If not it's probably just a matter of time anyway.

Re:

[thegarbz]

No issue with my opted out systemd-free Gentoo install....

Are you sure? Did you just see the word systemd and assume you're safe not realising that this program long predates polkit, and is a default install for any system that includes elogind (as opposed to systemd-logind) which includes basically the default install of nearly every KDE / Gnome system?

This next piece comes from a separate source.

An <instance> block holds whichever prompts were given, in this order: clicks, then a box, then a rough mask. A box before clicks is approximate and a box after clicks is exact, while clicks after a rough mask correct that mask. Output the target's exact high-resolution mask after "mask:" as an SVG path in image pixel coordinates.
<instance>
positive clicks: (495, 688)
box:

Re: My systemd-free Gentoo is just fine

[AcidFnTonic]

I also opted out of KDE and Gnome. One of those Crazy terminal Vim users who prefers the command line. Xfce4 if I have to X.

Re:

[AntisocialNetworker]

Just because you don't have systemd it doesn't mean you don't have polkit. You have to do quite a bit more to remove it from Gentoo than just using OpenRC.

Re:

[Teun]

A search in the source did return nothing for "kernal".
Maybe you still live in the Commodore era?

Well, no systemd here

[gweihir]

I prefer to use well-written software.

No problem here

[huiac]

The article says Polkit 0.113 and later are vulnerable, so my stock Debian systems (0.109) are fine.

Also, the subject line says 7 years - a bit misleading, as 0.113 from github) appears to be only 5 years old, and RHEL 8 and Ubuntu 20.04 (the only affected distributions the precis actually names) are much newer than that (2019 and 2020, respectively).

Re:

[wildstoo]

The commit with the bug is 7 years old, which is what the subject line refers to.